荷動き改善が鮮明に
荷動き改善が鮮明になってきた。日通総合研究所が6月に実施した企業物流短期動向調査(日通総研短観)結果によると、7―9月の国内向け出荷量「荷動き指数」はプラス8となる見通しだ。「荷動き指数」がプラスを示すのは14年1―3月以来14期ぶりになる。
短観は荷主企業2500社(製造業、卸売業15業種)を対象に出荷動向や見通しを調査したもので、980社からの回答を得た。
「荷動き指数」は2014年4―6月実績でマイナス3と水面下に沈み、以降はマイナスが続いている。16年7―9月実績以降は水面下ながら緩やかな改善が続き、17年7―9月見通しではようやく水面下から浮上する、と予測した。
運賃・料金の動向指数では一般トラック、特積みトラック、鉄道コンテナ、内航コンテナ・RORO船、国内航空、倉庫保管料の6機関すべてが、4―6月の実績に続き、7―9月もプラスを維持する見通しだ。なかでもトラック運賃は、上昇圧力が一段と強まると予想している。
トラック運賃の上昇傾向について業界関係者は「燃料価格が前年に比べ上昇に転じていることに加え、ヤマト運輸、日本通運、佐川急便など大手事業者の運賃値上げ報道などでドライバー不足の深刻さが社会的にも広まったことなどが後押ししている」と解説する。
一方、物流企業のトップ、日本通運は円高による為替の影響を受けたものの、17年3月期の上期と通期の売上高を上方修正した。
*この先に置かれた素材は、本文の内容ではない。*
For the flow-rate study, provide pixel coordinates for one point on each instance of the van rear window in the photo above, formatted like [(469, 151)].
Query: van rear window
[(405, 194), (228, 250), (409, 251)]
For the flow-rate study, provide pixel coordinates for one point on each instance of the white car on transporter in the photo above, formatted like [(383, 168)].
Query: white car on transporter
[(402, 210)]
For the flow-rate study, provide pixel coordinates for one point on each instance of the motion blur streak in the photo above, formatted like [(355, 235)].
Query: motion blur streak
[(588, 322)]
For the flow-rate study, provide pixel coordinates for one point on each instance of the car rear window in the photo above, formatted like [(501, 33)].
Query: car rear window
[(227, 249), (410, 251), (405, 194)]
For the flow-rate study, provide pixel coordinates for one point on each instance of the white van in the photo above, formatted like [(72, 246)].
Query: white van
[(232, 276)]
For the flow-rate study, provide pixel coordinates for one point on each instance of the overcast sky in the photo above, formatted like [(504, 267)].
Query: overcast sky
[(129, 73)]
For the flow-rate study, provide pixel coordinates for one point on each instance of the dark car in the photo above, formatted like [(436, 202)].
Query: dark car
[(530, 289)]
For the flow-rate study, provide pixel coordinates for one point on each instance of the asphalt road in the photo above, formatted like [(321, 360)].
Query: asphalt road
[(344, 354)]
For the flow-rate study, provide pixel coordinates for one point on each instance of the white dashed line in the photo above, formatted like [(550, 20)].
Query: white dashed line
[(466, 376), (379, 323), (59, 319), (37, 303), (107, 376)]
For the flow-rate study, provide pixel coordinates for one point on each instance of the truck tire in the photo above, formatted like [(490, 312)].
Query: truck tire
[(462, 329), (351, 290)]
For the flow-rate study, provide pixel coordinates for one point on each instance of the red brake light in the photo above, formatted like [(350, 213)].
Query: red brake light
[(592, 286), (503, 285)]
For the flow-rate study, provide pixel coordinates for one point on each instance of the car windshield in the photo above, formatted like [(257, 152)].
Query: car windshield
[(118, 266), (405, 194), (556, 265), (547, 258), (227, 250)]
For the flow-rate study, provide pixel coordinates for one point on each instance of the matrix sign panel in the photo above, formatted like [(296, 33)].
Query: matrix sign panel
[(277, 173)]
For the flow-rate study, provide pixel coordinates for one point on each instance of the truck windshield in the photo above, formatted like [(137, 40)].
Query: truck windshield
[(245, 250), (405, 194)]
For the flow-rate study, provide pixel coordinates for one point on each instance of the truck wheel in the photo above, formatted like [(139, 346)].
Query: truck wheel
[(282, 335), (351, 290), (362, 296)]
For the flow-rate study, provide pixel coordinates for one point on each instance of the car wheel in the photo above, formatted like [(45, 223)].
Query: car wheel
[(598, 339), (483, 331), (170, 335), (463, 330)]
荷動きの改善を見込み、上期は当初予想より160億円上回る9610億円、通期も100億円増の1兆9400億円を見込んでいる。
4―6月期の売上高は、前年同期実績を254億円も上回る、5・4%増の4749億円で着地した。営業利益は増収効果などで、44億円増の152億円となり、売上高営業利益率は3・2%(前年同期2・4%)と3%台を突破した。
荷動き改善の兆しが見えてきた物流業界だが、深刻な人手不足、ドライバー不足の改善に向けた「働き方改革」はスタートしたばかりだ。
ヤマト運輸を傘下に抱えるヤマトホールディングスの4―6月期連結決算は、営業利益が100億円の赤字になった。現在、大口顧客へ繁忙期の出荷調整や再配達削減などの要請、運賃の見直し交渉を進めており、第1四半期は「働き方改革の道半ば」というところであろう。
他産業並みの「働き方改革」を実現するには、トータルコストを反映した運賃設定の仕組みと継続的な運賃の見直しが必要ではないか。